Bostick Brian, Habibi Javad, DeMarco Vincent G, Jia Guanghong, Domeier Timothy L, Lambert Michelle D, Aroor Annayya R, Nistala Ravi, Bender Shawn B, Garro Mona, Hayden Melvin R, Ma Lixin, Manrique Camila, Sowers James R
Division of Cardiovascular Medicine, Department of Medicine, University of Missouri, Columbia, Missouri;
Division of Endocrinology, Diabetes and Metabolism, University of Missouri, Columbia, Missouri; Research Service, Harry S. Truman Memorial Veterans Hospital, Columbia, Missouri; and.
Am J Physiol Heart Circ Physiol. 2015 May 1;308(9):H1126-35. doi: 10.1152/ajpheart.00898.2014. Epub 2015 Mar 6.
Overnutrition/obesity predisposes individuals, particularly women, to diastolic dysfunction (DD), an independent predictor of future cardiovascular disease. We examined whether low-dose spironolactone (Sp) prevents DD associated with consumption of a Western Diet (WD) high in fat, fructose, and sucrose. Female C57BL6J mice were fed a WD with or without Sp (1 mg·kg(-1)·day(-1)). After 4 mo on the WD, mice exhibited increased body weight and visceral fat, but similar blood pressures, compared with control diet-fed mice. Sp prevented the development of WD-induced DD, as indicated by decreased isovolumic relaxation time and an improvement in myocardial performance (<Tei index) and septal annular velocity (<E'-to-A' ratio), as assessed by echocardiography, as well as decreased diastolic relaxation time/increased diastolic initial filling rate, as assessed by MRI. The relationship between passive sarcomere length of cardiac myocytes and ventricular pressure was monitored using di-8-ANEPPS staining of the t-tubule network in hearts ex vivo. Sp administration led to longer sarcomere lengths at each pressure indicative of improved ventricular compliance in WD-fed mice. Sp also prevented left ventricular hypertrophy, interstitial fibrosis, and oxidative stress. Sp prevented the WD-induced increased expression of myocardial proinflammatory M1 macrophage markers monocyte chemoattractant protein-1 and CD11c and increased the expression of the anti-inflammatory M2 macrophage marker CD206. These findings demonstrate that WD-induced DD is associated with increased oxidant stress, fibrosis, and immune dysregulation. Mineralocorticoid receptor antagonism enhanced M2 macrophage polarization and ameliorated oxidant stress and fibrosis. This work supports a novel blood pressure-independent effect of MR antagonism as a strategy to prevent diet-induced DD in women. Mineralocorticoid antagonism; low-dose spironolactone; aldosterone;high-fat diet; high-fructose diet; oxidative stress; inflammation; cardiac hypertrophy; myocardial compliance.
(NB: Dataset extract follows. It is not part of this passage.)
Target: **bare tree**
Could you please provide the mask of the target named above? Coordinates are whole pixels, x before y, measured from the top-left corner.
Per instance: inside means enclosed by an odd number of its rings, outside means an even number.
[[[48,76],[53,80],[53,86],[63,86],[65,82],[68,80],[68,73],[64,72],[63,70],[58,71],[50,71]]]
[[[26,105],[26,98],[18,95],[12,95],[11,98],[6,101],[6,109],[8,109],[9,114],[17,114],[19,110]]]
营养过剩/肥胖使个体,尤其是女性,易患舒张功能障碍(DD),这是未来心血管疾病的一个独立预测指标。我们研究了低剂量螺内酯(Sp)是否能预防与高脂肪、果糖和蔗糖的西方饮食(WD)相关的舒张功能障碍。给雌性C57BL6J小鼠喂食含或不含Sp(1毫克·千克⁻¹·天⁻¹)的西方饮食。在喂食西方饮食4个月后,与喂食对照饮食的小鼠相比,小鼠体重和内脏脂肪增加,但血压相似。通过超声心动图评估,Sp可预防西方饮食诱导的舒张功能障碍,表现为等容舒张时间缩短、心肌性能改善(<Tei指数)和室间隔环速度改善(<E'与A'比值),通过磁共振成像评估,舒张时间缩短/舒张初始充盈率增加。使用离体心脏中T小管网络的di-8-ANEPPS染色监测心肌细胞被动肌节长度与心室压力之间的关系。Sp给药导致在每个压力下肌节长度更长,表明喂食西方饮食的小鼠心室顺应性得到改善。Sp还可预防左心室肥厚、间质纤维化和氧化应激。Sp可预防西方饮食诱导的心肌促炎M1巨噬细胞标志物单核细胞趋化蛋白-1和CD11c表达增加,并增加抗炎M2巨噬细胞标志物CD206的表达。这些发现表明,西方饮食诱导的舒张功能障碍与氧化应激增加、纤维化和免疫失调有关。盐皮质激素受体拮抗增强了M2巨噬细胞极化,减轻了氧化应激和纤维化。这项工作支持了盐皮质激素受体拮抗作为一种预防女性饮食诱导的舒张功能障碍的策略具有一种新的不依赖血压的作用。盐皮质激素拮抗;低剂量螺内酯;醛固酮;高脂肪饮食;高果糖饮食;氧化应激;炎症;心脏肥大;心肌顺应性。